When introducing sentence starters to students, display the stems students should use or provide students with a copy of the accountable talk stems to reference. Structure the student talk like you normally would, but tell students that they should start their statement or sentence with one of the sentence starters. This helps students immediately focus their conversations around the Math and the problem-solving approach they used, instead of just talking about the correct solution to the problem. The accountable talk stems pair well with the 2-4-6-8 Problem Solving strategy in the BetterLesson Lab.
3. Circulating to Sequence, Not to Answer Questions
For a teacher, choosing not to provide immediate support or help when students have a question is a difficult shift to make. During student discussion, though, the teacher should be circulating around the room to listen, not to answer questions to allow students time to grapple with a complex problem or task. When a teacher stops to work with a group on a specific question during partner or group talk, the rest of the room is more likely to get off task, increase in volume, or lose focus. Tell students up front that during their partner talk or group talk, you will not be answering any questions – that will come when the class comes back together. Instead of moving around the room to provide support, circulate the room with the intention of listening to responses, jotting down key ideas, misconceptions, and sequencing student responses that you would like to surface with the entire class when the students come back together. If students are struggling to drive their learning and regularly express that they want or need your help, consider trying the Ask Three Before Me strategy in the BetterLesson Lab (requires a BetterLesson account).
4. Share For Your Partner, Not For Yourself
It’s no surprise that students struggle with confidence in the math classroom. Teachers are regularly trying to find new ways to build student confidence around math. Students who feel like they are not “good” at math are less likely to have authentic, public conversations about math. For students who struggle with confidence, asking them to share their ideas with the class can be overwhelming and scary. Instead, have students talk with partners, with the expectation that they will share their partner’s ideas or problem-solving approach with the class. The Rally Coach strategy from BetterLesson helps students begin to work with their partner to coach one another through a problem or question. This helps lower the stakes for students because they do not feel the pressure of sharing their own ideas in front of the class.

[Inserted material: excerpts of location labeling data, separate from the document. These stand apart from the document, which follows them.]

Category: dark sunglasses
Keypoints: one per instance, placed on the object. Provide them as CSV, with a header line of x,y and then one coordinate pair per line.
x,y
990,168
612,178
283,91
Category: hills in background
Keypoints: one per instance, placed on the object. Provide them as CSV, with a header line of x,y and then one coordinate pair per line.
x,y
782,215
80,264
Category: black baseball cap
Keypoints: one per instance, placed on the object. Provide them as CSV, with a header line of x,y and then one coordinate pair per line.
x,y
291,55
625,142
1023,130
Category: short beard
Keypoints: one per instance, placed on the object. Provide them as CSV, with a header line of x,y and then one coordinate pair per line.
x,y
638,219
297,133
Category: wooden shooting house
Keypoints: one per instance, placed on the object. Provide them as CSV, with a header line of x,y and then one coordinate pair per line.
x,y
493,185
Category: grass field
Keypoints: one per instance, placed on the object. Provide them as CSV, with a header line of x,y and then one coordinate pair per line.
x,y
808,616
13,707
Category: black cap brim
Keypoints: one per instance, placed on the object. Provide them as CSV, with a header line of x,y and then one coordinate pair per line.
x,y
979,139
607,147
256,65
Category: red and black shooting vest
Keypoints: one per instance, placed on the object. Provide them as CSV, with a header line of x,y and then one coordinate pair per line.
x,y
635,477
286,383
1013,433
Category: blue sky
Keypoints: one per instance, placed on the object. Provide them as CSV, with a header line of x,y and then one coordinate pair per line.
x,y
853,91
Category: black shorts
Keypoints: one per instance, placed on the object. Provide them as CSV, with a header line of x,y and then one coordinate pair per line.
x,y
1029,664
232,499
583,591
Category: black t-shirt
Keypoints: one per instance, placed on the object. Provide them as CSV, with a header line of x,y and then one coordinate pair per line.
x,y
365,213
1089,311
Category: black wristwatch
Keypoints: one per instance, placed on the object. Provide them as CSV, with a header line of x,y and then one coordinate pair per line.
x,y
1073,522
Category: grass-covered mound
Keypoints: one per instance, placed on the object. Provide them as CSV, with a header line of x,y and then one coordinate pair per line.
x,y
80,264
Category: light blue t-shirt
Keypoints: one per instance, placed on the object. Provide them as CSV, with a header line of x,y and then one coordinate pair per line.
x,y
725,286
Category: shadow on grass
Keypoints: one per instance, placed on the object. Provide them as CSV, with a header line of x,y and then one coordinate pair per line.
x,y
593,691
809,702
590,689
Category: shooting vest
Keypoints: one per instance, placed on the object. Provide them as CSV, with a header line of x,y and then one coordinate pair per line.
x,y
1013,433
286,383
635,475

5. Set Clear Procedural Expectations Up Front
Student discourse breaks down when students are not aware of the expectations and structure around the discussion strategy they are participating in. Merely telling students to “Think-Pair-Share” with their partner isn’t enough. When guidelines and expectations are not given, students will are more likely to be off-task or have off-topic conversations. One way to prepare students to engage in academic conversations is to provide them with clear expectations at the beginning of the discussion activity. Give students step-by-step instructions explaining how the discussion protocol will work. Use verbal or physical cues to bring students back together throughout the discussion. Explicitly explain what productive student talk looks and sounds like. If you want students moving in a specific way throughout the room or not moving at all, clearly explain those expectations. Make sure students know what the discussion protocol is and what steps they should take to be successful during partner talk. Check out the Creating and Improving Class Rules and Procedures with Students strategy in the BetterLesson lab for supports in setting classroom expectations with students.
Productive mathematical discourse is vital for students as they develop a deeper, contextual understanding of the content. With successful partner and group talk, students are able to assess and revise their approach to solving problems, are exposed to various problem-solving techniques and ways of thinking, and are able to make connections in the math classroom.